CVE-2023-48769: 
WordPress vulnerability analysis and mitigation

A Cross-Site Request Forgery (CSRF) vulnerability was discovered in the Blue Coral Chat Bubble WordPress plugin, a floating chat solution that includes contact chat icons, messages, Telegram, Email, SMS, and Call me back functionality. The vulnerability affects versions up to and including 2.3 of the plugin. This security issue was initially reported on August 16, 2023, and was publicly disclosed on November 28, 2023 (Patchstack).

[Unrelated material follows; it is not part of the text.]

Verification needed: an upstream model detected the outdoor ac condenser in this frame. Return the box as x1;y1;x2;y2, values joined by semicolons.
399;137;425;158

The vulnerability has been assigned CVE-2023-48769 and received varying CVSS severity scores from different organizations. The National Vulnerability Database (NVD) assessed it with a CVSS v3.1 Base Score of 8.8 (HIGH) with the vector string CVSS:3.1/AV:N/AC:L/PR:N/UI:R/S:U/C:H/I:H/A:H, while Patchstack rated it with a CVSS score of 4.3 (MEDIUM) with the vector string CVSS:3.1/AV:N/AC:L/PR:N/UI:R/S:U/C:N/I:L/A:N. The vulnerability is classified under CWE-352 (Cross-Site Request Forgery) (NVD).

The CSRF vulnerability could allow malicious actors to force higher privileged users to execute unwanted actions under their current authentication. The severity impact is considered low and is unlikely to be exploited according to the security assessment (Patchstack).

As of the latest reports, no official fix is available for this vulnerability. The issue affects versions up to and including 2.4 of the Chat Bubble plugin (Patchstack).